By the Eleventh Doctor’s era, a religious sect called the Silence had kidnapped one of the Doctor’s
companions who was pregnant with a Time Lord hybrid baby and psychologically conditioned the
child to kill the Doctor. A simple plan. They believed it was the only way to stop the Doctor. By this
time, his arrogance had begun to come to the forefront. They were no longer just a traveller, but a
winner. The timelord victorious and the Doctor of War. The Doctor embraces that side of himself in
the battle of Demon’s Run in the episode A good man goes to war. The Doctor calls in favours from
many beings he’s saved from across the time to help him get save his future wife. And he seemingly
wins with minimal effort. The army that was supposed to kill him are neatly rounded up and The
Doctor mocks Colonel Manton, calling him ‘Colonel Runaway’, after making him order his troops not
just to retreat but to run away. It all falls apart for the Doctor however when he realises that the child
he came to save was never really there. She was a flesh duplicate. Unlike The Time War, which had
been a matter of universe ending urgency, this time the Doctor sacrificed all his principles for
nothing.. In the episode on of the soldiers is a woman named Lorna. Whom the Doctor saved as a
young child. She idolises him and dies for The Doctor she knows, a might warrior. On her deathbed
he promises that he remembers her only to turn around after she died and ask his friends who she
was. Having accepted the identity of a legend, a warrior that can make armies turn and run away
with the mention of his name, “little people” don’t stick in his mind. And this experience makes him
realise what he has become and reexamine his actions.

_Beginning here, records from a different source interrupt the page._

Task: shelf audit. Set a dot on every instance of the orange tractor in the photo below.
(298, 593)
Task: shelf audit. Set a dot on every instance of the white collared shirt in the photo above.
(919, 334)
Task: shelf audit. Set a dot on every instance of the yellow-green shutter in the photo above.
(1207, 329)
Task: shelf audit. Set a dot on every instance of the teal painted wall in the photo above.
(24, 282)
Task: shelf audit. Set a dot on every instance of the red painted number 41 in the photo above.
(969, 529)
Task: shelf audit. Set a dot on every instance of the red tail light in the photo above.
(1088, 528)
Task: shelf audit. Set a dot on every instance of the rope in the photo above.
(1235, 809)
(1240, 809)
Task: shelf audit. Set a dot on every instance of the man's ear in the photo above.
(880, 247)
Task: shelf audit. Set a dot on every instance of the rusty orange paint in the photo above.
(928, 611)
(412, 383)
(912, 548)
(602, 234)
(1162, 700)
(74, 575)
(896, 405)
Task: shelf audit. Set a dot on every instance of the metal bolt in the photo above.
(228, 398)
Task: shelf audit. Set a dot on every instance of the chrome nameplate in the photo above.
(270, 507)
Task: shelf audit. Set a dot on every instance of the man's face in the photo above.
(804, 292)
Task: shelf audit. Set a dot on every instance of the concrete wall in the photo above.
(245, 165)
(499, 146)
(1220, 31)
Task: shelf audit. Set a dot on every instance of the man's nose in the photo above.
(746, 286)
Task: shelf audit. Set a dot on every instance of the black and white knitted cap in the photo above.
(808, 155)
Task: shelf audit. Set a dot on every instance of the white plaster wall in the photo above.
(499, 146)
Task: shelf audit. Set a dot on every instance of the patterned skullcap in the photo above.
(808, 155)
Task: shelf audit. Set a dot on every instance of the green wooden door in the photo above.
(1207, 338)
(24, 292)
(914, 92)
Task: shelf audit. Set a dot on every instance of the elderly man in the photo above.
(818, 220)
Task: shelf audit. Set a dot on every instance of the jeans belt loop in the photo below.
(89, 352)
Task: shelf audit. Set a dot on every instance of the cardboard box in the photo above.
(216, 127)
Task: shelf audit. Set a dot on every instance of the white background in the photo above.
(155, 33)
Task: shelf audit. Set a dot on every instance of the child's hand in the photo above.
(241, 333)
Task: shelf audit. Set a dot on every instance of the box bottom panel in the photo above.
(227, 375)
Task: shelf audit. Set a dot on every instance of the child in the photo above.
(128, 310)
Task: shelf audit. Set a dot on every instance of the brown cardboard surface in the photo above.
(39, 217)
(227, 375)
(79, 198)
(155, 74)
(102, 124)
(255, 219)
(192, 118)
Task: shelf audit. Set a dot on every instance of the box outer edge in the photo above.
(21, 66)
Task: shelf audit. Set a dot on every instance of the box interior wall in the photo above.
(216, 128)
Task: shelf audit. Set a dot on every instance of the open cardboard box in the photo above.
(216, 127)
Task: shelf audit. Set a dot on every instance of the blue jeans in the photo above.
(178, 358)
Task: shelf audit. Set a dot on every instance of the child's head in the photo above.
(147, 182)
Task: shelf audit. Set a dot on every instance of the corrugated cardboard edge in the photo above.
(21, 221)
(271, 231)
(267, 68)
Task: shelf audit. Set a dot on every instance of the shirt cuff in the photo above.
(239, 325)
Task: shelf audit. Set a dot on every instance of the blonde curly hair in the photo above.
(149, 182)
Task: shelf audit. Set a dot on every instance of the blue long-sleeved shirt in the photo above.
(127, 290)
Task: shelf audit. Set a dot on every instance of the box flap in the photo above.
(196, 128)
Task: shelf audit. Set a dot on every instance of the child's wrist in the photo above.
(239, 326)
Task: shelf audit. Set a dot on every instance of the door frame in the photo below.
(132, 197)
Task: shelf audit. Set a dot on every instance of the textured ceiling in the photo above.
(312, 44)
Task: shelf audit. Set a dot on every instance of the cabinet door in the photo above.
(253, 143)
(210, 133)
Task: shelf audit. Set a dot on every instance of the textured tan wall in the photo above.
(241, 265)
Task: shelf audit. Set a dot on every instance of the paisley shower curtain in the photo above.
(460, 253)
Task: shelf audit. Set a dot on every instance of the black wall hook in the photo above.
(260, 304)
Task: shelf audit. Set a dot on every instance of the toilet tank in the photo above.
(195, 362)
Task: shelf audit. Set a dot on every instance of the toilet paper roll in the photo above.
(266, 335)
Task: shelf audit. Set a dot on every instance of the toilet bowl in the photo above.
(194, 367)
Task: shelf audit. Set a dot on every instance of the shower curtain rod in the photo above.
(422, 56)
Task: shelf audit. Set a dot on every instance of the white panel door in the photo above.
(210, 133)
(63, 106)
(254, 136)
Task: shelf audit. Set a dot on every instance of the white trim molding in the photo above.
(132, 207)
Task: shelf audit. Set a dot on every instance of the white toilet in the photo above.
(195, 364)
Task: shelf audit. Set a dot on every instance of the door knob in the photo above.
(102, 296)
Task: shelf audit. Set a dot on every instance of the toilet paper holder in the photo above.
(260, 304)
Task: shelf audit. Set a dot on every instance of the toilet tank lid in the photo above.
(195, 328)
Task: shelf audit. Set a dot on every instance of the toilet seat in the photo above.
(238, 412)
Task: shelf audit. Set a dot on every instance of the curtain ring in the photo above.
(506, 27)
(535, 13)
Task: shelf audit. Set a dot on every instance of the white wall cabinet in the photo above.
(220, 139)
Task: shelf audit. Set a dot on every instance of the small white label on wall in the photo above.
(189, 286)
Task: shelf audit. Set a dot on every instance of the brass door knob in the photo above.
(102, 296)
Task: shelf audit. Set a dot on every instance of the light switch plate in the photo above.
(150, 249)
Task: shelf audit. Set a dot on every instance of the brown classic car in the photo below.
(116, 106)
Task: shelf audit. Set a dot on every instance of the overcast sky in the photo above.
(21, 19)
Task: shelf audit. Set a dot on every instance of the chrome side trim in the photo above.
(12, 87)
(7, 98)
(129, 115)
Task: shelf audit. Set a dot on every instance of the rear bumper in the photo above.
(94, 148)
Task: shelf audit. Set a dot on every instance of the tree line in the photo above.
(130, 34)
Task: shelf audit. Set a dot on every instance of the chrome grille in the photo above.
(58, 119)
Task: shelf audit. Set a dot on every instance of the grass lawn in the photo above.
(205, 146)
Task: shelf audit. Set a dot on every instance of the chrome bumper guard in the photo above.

As you saw in the episode we just watched, Thin Ice, the Doctor’s attempts at talking his enemy
down have become less arrogant. Rather he attempts to appeal to the humanity in the villain. And
again in one of the best episodes of all time, The Zygon Inversion, the Doctor saves everyone by
giving a speech. Far from a war hero, the Doctor shows his PTSD, remembering everyone that was
killed. And he’s desperate for history not to repeat itself, to keep the peace. Which is all part of being
the Doctor. He doesn’t need weapons because he’s not really a hero, he’s a healer and a pacifist. He
just passes through and helps out, that’s why the Doctor is a legendary figure. Thank you.